Feststeht, daß bei den ersten drei Olympischen Spielen die Distanz 40 km betrug, seit London 1980 aber genau 42,195 km, was nach präziser Vermessung klingt.

Aber hat es diesen historischen Lauf überhaupt gegeben?

Der antike Autor Herodot, der von ca. 484 bis nach 430 v.u.Z. lebte, damit einigermaßen ein Zeitgenosse war und Zeitzeugen befragt haben könnte, berichtet in seinen „Historien“ zwar von der Schlacht (VI 103 ff.), aber nichts von einem Marathonlauf. Vielmehr erwähnt er, noch vor der Schlacht hätten die Athener einen Schnelläufer namens Pheidippides nach Sparta gesandt, um nach Möglichkeit die Spartaner zur militärischen Hilfeleistung für die absehbare Schlacht zu bewegen.
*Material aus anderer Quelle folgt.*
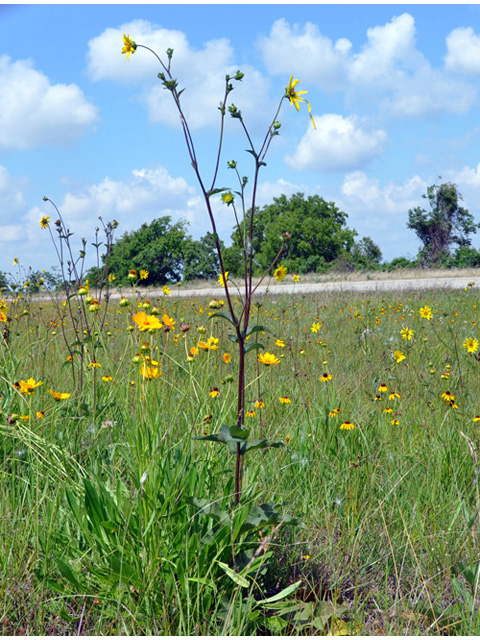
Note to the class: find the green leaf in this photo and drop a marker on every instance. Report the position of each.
(236, 577)
(283, 594)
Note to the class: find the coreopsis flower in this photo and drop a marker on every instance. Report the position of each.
(471, 345)
(280, 273)
(129, 45)
(268, 359)
(296, 97)
(406, 333)
(58, 395)
(145, 322)
(27, 387)
(222, 279)
(426, 312)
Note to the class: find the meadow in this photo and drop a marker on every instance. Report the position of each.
(359, 509)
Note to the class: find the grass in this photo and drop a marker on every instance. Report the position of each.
(115, 520)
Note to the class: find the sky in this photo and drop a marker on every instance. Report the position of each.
(394, 92)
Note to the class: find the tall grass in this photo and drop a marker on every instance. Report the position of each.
(116, 520)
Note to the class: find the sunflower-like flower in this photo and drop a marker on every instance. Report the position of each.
(129, 45)
(296, 97)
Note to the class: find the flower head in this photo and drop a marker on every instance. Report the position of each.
(268, 358)
(129, 45)
(296, 97)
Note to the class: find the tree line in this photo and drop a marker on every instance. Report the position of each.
(305, 235)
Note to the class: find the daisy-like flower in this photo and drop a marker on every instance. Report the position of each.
(296, 97)
(268, 359)
(57, 395)
(27, 387)
(426, 312)
(406, 333)
(221, 279)
(145, 322)
(129, 45)
(280, 273)
(471, 345)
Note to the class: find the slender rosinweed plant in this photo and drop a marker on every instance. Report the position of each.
(235, 437)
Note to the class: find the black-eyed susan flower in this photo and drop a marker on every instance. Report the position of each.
(268, 359)
(471, 345)
(129, 46)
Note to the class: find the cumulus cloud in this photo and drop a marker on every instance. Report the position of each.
(336, 144)
(463, 51)
(200, 71)
(34, 112)
(388, 71)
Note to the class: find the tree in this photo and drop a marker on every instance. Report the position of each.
(446, 224)
(156, 247)
(318, 235)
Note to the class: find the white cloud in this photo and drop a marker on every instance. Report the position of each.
(337, 143)
(389, 72)
(463, 51)
(34, 112)
(200, 71)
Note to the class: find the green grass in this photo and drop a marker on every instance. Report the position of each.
(115, 520)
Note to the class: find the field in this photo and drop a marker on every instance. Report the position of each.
(360, 495)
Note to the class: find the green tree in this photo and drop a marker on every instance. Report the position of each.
(317, 229)
(156, 247)
(446, 224)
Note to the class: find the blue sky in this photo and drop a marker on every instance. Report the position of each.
(394, 90)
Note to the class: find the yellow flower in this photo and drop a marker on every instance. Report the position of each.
(296, 97)
(280, 273)
(426, 312)
(168, 322)
(145, 322)
(221, 279)
(57, 395)
(471, 345)
(406, 333)
(28, 386)
(268, 358)
(129, 45)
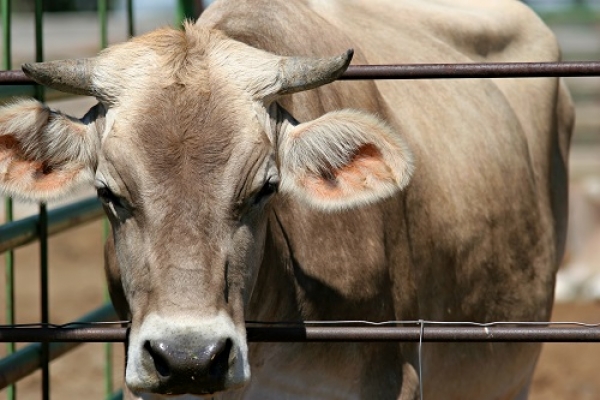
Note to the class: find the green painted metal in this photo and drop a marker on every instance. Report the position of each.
(24, 231)
(186, 9)
(117, 396)
(43, 219)
(27, 360)
(108, 370)
(11, 392)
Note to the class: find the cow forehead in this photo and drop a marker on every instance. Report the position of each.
(170, 119)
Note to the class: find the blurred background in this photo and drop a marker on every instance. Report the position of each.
(71, 28)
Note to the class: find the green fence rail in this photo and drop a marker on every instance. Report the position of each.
(14, 233)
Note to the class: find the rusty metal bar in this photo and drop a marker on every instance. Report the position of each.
(486, 70)
(27, 360)
(332, 334)
(430, 71)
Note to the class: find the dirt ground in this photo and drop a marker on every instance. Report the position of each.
(565, 371)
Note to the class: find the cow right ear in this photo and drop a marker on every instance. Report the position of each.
(343, 159)
(44, 154)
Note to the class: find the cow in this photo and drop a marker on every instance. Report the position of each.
(243, 184)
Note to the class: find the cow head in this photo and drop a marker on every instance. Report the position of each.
(186, 147)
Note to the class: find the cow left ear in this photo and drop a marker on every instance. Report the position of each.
(343, 159)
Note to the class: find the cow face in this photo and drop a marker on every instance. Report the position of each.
(186, 149)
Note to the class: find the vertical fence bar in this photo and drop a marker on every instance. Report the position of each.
(11, 392)
(43, 219)
(108, 349)
(185, 10)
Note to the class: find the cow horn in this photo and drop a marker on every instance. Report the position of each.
(72, 76)
(299, 74)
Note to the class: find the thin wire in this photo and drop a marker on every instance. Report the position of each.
(418, 322)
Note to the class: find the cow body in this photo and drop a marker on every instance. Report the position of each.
(476, 235)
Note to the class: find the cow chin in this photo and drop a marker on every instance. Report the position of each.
(182, 355)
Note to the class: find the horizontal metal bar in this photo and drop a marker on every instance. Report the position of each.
(332, 334)
(474, 70)
(23, 231)
(430, 71)
(27, 360)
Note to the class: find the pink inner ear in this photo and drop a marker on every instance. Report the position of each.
(31, 176)
(362, 172)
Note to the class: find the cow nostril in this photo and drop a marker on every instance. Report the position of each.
(220, 360)
(159, 358)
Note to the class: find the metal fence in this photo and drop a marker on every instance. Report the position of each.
(53, 341)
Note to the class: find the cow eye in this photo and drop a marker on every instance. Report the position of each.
(107, 196)
(116, 204)
(269, 188)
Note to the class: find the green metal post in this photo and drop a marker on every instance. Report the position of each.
(11, 392)
(185, 10)
(108, 350)
(43, 221)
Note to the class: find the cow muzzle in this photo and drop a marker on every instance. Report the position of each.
(176, 357)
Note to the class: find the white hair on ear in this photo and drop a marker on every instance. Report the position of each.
(343, 159)
(44, 154)
(45, 134)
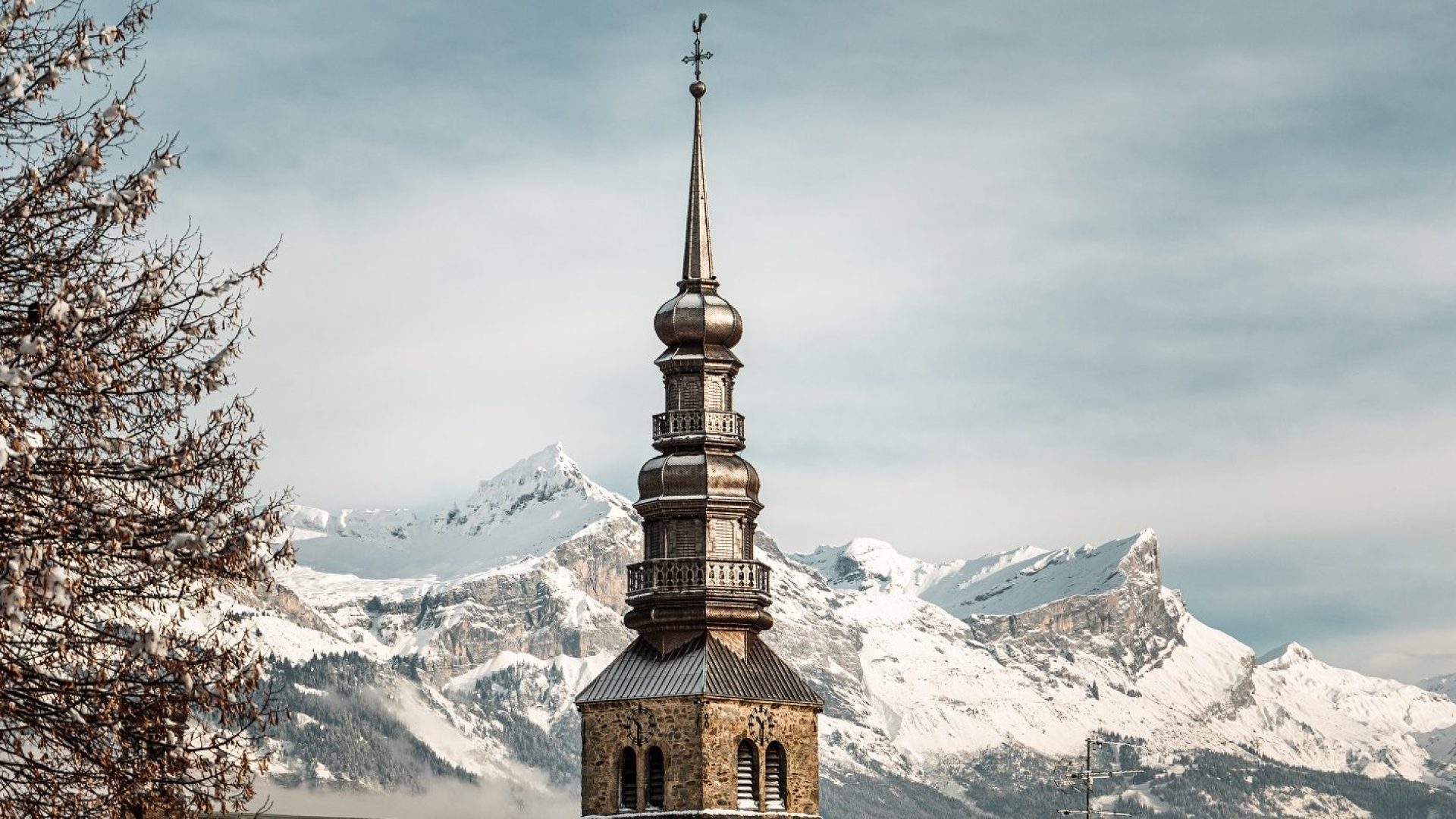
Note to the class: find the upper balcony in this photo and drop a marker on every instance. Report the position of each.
(696, 575)
(689, 426)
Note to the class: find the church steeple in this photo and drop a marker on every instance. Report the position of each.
(698, 716)
(698, 499)
(698, 248)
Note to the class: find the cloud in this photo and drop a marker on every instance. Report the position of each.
(1008, 273)
(438, 799)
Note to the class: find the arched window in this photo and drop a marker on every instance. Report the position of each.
(626, 780)
(747, 776)
(655, 786)
(775, 777)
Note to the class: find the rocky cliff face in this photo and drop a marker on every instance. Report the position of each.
(935, 676)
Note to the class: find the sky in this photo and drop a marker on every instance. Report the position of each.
(1036, 273)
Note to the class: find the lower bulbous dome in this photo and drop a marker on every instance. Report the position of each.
(712, 474)
(698, 318)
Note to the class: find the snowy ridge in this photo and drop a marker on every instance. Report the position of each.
(519, 513)
(1001, 583)
(925, 668)
(1445, 686)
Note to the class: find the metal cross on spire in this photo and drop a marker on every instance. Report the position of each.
(698, 55)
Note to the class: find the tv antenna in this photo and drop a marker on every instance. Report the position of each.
(1084, 776)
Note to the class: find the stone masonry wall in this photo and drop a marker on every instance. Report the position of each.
(667, 723)
(699, 742)
(728, 722)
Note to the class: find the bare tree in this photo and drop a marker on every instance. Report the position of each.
(127, 687)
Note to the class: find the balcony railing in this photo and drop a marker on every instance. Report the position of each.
(692, 423)
(696, 575)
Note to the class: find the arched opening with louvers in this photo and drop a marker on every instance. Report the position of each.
(775, 777)
(626, 780)
(655, 777)
(747, 776)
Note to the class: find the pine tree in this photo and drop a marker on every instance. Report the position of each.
(124, 463)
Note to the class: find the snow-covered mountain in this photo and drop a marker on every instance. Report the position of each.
(455, 646)
(1445, 686)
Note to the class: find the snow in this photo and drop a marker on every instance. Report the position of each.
(520, 513)
(1445, 686)
(889, 635)
(999, 583)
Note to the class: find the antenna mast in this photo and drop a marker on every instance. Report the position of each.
(1081, 779)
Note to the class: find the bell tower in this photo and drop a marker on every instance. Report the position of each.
(698, 716)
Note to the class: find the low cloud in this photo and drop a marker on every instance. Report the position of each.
(440, 800)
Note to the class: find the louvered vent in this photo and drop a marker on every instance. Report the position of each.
(626, 780)
(747, 777)
(775, 776)
(655, 786)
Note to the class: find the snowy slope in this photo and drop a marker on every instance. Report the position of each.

Diese Strecke von mehr als 200 km habe Pheidippides „am zweiten Tag“ bewältigt. Eine erstaunliche Leistung, die anscheinend den Läufer nichtmal das Leben gekostet hat – jedenfalls berichtet Herodot nichts davon.

Zum Gedenken an diesen Lauf wird in Griechenland seit 1983 der Spartathlon über eine Strecke von 246 km gelaufen, die in 36 Stunden zurückgelegt werden müssen.
Eine olympische Disziplin ist er bekanntlich nicht und auch für eine Fernsehübertragung wenig geeignet.

Was aber hat es mit dem Marathonlauf auf sich?
Von ihm berichtet Plutarch (geboren kurz vor 50, gestorben kurz nach 120 u.Z.) in seinen „Moralia“ (347 C). Ihm zufolge sei ein gewisser Thersippos oder, nach anderer Überlieferung, Eukles in voller Bewaffnung die Strecke von Marathon nach Athen gelaufen, vor den Türen der ersten Männer der Stadt zusammengebrochen und habe nur noch „χαίρετε, νικῶμεν!“ (Freut euch, wir sind siegreich!) rufen können, bevor er gestorben sei.
Einmal abgesehen von der Frage, warum er mit der Last von Rüstung, Schild und Schwert hätte laufen sollen, ist dieser Bericht mehr als 500 Jahre später geschrieben und damit von dem berichteten Ereignis in etwa so weit entfernt wie wir von der Reformation. Da ist ein Historiker ganz und gar auf seine Quellen angewiesen (von denen Plutarch einen Autor nennt, dessen Werk für uns jedoch verloren ist) ... oder aber auf seine Phantasie. Sollte es diesen Lauf gegeben haben, dann wäre es erstaunlich, daß der so viel nähere Herodot nichts davon berichtet.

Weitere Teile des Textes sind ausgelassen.